Nationally, the recession, measured by the output of goods and services, ended in November 2001, lasting slightly less than three quarters. By the same measurement, the Massachusetts contraction lasted nine quarters, ending in mid-2003, said Goodman, the director of economic and public policy at UMass's Donahue Institute.
Meanwhile, Massachusetts experienced far deeper job losses, shedding about 5 percent of its peak employment base, compared to about 2 percent nationally. "Our highs are higher," said Goodman, "but our lows are lower."
Also creating a drag on the state's economy are its high costs, with economists yesterday singling out housing in particular. With supplies expected to remain tight -- blamed in part on state and local development regulations -- economists said prices are likely to continue to climb, although not at the rates seen in recent years. Even with the weak job market, Goodman noted, the average selling price of a detached single-family home in Greater Boston in the second quarter of 2003 rose 3.2 percent from year ago to more than $528,000.
High costs make it harder for businesses to compete and are viewed as barriers to attracting and keeping skilled workers, particularly the young and mobile, that are vital to the state's innovation economy. Yesterday, the US Labor Department had more bad news on the cost front: Inflation in Greater Boston grew at nearly twice the rate as the nation, with prices in September rising 3.9 percent from a year ago, compared to 2.3 percent nationally.

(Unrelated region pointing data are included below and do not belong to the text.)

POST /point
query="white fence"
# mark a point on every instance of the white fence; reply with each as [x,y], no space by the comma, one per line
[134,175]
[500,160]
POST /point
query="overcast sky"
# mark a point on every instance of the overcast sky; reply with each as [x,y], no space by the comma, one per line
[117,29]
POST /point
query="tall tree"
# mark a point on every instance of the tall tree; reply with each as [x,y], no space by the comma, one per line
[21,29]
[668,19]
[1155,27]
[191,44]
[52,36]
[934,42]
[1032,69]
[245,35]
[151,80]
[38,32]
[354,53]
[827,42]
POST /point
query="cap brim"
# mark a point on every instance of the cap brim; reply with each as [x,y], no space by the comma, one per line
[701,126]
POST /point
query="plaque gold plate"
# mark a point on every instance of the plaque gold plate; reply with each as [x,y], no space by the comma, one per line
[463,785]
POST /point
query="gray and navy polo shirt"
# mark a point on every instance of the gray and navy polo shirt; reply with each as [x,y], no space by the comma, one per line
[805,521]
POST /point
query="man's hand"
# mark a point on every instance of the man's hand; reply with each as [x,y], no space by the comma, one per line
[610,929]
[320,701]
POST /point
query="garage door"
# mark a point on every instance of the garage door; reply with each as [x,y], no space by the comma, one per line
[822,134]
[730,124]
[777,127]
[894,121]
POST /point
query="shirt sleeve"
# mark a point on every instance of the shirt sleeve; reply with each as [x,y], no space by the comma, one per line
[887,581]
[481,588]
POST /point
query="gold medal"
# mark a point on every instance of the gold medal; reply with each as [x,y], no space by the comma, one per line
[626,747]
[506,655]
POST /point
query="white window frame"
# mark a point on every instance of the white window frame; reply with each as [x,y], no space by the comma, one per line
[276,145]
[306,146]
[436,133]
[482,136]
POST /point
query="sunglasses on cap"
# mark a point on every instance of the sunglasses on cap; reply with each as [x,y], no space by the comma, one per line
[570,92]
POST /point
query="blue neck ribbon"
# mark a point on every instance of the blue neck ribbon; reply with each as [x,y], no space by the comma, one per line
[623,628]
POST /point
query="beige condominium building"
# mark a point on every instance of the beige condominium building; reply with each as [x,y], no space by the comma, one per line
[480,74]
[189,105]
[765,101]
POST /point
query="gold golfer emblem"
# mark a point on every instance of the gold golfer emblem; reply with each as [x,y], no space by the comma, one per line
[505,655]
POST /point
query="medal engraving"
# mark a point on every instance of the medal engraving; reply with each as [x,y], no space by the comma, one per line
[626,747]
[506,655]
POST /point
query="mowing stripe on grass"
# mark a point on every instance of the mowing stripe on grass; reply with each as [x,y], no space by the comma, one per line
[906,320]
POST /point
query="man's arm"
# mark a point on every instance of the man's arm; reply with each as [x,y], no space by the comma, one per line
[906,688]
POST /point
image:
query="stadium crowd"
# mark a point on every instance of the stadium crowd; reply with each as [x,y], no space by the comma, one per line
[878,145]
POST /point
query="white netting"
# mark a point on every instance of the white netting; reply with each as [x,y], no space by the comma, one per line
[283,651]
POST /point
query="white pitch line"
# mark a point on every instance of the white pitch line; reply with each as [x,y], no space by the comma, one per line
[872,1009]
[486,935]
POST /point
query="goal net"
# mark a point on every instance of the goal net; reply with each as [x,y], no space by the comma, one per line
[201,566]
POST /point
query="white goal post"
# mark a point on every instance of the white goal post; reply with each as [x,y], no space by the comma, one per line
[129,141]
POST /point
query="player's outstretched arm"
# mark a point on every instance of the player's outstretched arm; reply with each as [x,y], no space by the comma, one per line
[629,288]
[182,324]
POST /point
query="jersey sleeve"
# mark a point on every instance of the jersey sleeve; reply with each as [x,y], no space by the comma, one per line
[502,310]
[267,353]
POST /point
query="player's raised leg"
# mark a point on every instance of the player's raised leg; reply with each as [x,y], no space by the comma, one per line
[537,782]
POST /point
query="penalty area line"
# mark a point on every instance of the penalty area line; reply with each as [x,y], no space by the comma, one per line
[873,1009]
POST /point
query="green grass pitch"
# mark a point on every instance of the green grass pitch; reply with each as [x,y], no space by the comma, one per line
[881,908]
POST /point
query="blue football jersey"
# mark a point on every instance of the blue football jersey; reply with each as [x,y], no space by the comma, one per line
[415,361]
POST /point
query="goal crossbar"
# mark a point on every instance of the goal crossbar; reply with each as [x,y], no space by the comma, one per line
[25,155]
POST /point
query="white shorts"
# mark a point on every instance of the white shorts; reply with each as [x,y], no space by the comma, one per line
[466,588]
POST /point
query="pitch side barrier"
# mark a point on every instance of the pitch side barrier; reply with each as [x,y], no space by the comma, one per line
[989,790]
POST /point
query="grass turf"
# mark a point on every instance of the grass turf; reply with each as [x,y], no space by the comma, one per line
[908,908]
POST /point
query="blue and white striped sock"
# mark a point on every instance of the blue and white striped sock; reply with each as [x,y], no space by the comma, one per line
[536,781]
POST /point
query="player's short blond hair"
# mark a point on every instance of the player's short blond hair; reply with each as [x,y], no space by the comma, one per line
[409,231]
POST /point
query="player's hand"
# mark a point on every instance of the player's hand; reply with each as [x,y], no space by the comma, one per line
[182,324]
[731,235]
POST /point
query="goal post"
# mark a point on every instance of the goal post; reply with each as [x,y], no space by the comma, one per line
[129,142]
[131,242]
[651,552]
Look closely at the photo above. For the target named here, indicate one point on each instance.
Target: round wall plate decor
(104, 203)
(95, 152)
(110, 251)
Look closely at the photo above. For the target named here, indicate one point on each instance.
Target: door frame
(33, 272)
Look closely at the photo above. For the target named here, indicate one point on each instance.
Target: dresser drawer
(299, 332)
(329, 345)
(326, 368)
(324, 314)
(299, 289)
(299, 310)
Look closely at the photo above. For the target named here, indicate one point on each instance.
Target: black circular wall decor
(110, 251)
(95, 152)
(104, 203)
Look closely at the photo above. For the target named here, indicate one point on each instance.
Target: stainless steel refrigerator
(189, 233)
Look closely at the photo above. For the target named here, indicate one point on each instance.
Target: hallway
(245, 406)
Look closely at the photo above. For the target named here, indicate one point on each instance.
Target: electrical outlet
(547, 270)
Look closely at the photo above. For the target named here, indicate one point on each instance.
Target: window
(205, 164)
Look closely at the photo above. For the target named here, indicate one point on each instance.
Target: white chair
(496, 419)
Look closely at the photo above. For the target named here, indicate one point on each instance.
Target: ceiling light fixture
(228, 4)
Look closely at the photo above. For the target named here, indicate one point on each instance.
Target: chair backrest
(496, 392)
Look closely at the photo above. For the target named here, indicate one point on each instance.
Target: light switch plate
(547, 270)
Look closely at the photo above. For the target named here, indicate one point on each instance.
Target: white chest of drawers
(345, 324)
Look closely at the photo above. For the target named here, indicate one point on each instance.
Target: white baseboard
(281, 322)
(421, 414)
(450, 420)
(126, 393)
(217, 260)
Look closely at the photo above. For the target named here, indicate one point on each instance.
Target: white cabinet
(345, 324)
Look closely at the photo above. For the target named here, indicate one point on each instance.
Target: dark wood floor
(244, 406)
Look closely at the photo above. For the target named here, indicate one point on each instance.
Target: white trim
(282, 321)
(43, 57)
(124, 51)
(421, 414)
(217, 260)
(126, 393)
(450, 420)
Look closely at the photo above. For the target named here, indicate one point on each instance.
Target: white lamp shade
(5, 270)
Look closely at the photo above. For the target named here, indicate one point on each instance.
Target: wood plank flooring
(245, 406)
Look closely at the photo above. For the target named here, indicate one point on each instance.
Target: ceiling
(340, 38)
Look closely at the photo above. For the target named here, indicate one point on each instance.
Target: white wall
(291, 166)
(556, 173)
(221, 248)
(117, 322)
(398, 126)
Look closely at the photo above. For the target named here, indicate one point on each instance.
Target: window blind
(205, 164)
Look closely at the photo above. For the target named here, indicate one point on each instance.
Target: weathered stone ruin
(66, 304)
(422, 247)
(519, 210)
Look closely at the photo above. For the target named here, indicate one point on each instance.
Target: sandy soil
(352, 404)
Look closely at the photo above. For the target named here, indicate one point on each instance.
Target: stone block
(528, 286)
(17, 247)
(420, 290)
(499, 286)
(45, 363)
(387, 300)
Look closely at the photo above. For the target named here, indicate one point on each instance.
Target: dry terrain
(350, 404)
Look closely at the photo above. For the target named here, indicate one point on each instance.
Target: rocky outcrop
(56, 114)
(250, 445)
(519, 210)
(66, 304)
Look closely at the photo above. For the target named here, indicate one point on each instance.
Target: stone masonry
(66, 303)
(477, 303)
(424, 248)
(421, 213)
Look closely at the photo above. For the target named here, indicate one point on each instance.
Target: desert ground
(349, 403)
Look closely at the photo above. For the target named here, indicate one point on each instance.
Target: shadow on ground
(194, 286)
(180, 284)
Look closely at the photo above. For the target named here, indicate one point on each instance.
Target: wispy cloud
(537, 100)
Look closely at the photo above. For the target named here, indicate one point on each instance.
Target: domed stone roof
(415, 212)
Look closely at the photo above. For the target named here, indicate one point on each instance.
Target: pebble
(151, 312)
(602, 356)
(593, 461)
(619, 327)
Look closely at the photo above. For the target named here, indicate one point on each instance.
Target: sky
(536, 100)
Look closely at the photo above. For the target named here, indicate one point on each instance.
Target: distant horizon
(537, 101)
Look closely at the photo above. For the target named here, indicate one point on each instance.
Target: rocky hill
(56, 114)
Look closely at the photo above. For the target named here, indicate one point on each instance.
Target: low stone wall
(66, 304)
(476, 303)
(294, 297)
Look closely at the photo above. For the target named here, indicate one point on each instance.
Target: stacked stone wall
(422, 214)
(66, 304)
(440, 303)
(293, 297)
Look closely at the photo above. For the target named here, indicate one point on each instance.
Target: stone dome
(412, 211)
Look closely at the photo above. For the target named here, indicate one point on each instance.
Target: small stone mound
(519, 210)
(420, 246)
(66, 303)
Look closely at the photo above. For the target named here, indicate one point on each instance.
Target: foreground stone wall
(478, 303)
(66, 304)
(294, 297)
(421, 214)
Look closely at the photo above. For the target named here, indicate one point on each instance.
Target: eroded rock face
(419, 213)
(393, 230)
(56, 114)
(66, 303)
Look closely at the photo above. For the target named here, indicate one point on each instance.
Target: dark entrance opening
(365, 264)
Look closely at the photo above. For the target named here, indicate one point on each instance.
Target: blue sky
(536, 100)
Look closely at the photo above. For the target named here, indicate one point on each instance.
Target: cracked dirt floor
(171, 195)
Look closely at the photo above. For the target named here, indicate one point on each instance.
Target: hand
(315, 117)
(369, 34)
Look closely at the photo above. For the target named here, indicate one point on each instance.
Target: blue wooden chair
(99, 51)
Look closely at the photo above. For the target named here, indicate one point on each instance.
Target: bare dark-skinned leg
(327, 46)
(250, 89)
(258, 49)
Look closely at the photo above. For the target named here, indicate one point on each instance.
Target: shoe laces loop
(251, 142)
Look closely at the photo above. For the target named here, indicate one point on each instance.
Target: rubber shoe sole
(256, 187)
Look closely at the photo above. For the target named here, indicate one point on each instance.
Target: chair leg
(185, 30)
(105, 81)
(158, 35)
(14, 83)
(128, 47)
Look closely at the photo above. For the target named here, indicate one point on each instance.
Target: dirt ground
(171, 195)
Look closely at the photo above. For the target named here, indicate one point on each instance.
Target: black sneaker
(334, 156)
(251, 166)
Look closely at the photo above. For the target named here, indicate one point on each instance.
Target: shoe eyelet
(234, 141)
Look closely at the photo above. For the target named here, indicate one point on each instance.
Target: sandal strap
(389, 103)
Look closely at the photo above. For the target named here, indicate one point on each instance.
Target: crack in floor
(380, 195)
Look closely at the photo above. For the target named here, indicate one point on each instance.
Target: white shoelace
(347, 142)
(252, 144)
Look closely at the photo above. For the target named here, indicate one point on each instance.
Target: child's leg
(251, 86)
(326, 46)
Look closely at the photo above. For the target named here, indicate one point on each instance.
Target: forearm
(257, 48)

Boston, in fact, experienced the biggest year-over-year jump in prices among 14 large metropolitan areas, even beating New York, where prices jumped 3.3 percent, said Denis McSweeney, regional commissioner of the Bureau of Labor Statistics' Boston office. Energy prices are up more than 20 percent from a year ago, while Greater Boston residents paid the highest gasoline prices since the Labor Department began tracking prices at the pump in 1978.
The average price of a gallon of gas in September was $1.83.
"What this does is take away money from what businesses and consumers have to spend," McSweeney said.
These rising prices are among the risks to what remains a fragile recovery. Still, economists said the worst for the national and regional economies appear over. Mark Zandi, chief economist at Economy.com, a West Chester, Pa., consulting firm, said that most signs point to an accelerating national economy that should see a rebound in hiring and an end to the so-called jobless recovery. Among them: rising confidence, consumer demand, and corporate profits.
A stronger national economy, of course, would help pull along the economies of Massachusetts and New England, although both are expected to lag. In 2005, when employment growth is projected to peak, the United States should be adding jobs at annual rates of about 2 percent. Annual job growth in Massachusetts and New England is projected to fall slightly short of 2 percent.
Of the six New England states, New Hampshire is the only one expected to grow faster than the United States rate, projected to see employment grow by 2.3 percent in 2005. Job growth remains the missing element to a recovery that so far has seen production, productivity and profits pick up. Without it, it's unlikely the rebound can be sustained, Zandi cautioned.
"All the preconditions for businesses to step up and hire are in place," he said. "But if job growth doesn't pick up, we're in trouble. We need those jobs and we need them now."